Mit diesem Gedanken beschreibe ich ein Erlebnis, wie es mir mit circa fünf Jahren passierte: Wenn ich mit meiner Oma nach draußen gehe, kann es vorkommen, dass mich braves Mädchen, das nur immer mit Oma sichtbar ist, Kinder aus der Nachbarschaft necken: „Du Feigling, du traust dich nie alleine auf die Straße!“ Ein Angriff, vor dem ich meine Ohren nicht verschließen kann. Mich ärgern solche Attacken noch mehr, wenn Oma zu schimpfen anfängt und den Mädchen „Freche Gören“ zuruft. Dann versuche ich, Oma mit allerletzter Kraft schnell vom Ort der Scham in Richtung unseres Hauses zu ziehen.
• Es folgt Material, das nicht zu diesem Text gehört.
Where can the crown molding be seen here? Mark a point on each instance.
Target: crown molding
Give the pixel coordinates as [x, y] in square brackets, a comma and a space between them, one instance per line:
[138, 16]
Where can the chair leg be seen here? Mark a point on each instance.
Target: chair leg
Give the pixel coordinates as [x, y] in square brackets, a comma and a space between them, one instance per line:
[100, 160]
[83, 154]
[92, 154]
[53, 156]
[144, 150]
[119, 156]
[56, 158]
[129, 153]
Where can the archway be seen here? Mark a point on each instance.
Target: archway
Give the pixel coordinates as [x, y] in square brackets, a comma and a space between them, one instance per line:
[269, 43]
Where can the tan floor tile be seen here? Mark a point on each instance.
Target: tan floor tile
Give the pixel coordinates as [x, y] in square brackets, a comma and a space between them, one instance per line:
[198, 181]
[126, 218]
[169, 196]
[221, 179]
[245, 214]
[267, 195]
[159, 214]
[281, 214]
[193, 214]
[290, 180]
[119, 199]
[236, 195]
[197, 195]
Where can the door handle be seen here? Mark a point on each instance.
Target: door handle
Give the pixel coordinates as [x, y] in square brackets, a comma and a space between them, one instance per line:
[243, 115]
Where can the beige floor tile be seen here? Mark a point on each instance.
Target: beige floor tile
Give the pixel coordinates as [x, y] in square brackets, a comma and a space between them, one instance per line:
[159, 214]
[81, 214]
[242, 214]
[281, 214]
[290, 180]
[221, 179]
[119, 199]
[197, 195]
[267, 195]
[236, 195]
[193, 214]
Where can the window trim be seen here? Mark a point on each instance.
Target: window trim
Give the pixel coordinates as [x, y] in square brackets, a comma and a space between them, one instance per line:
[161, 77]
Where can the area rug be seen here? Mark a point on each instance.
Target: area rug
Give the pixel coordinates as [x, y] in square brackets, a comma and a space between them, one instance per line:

Einmal kann ich Oma ablenken und überlisten. In einer unbeobachteten Zeit locke ich einige der mich sonst attackierenden Kinder in unseren großen Garten, unter einen riesigen Kirschbaum. Da ist die Erde um den Stamm dunkel und es wächst nicht einmal Unkraut. Die Mädchen, bei mir zu Besuch, sollen ruhig sehen, dass ich nicht feige bin – auch im kühlen Dunkel unterm großen Blätterdach keine Angst habe. Und, ich kann etwas zum Anschauen bieten: einen Rabenvogel, der nicht mehr fliegen kann, denn ein Flügel hängt ihm auf dem Boden herunter. Das schwarz glänzende Tier hüpft aufgeregt um den Stamm des Baumes herum. Vor zwei bis drei Tagen hatte mich ein Rascheln in gefallenen Ästen und Blättern erschreckt, bevor ich den schönen Vogel entdeckte.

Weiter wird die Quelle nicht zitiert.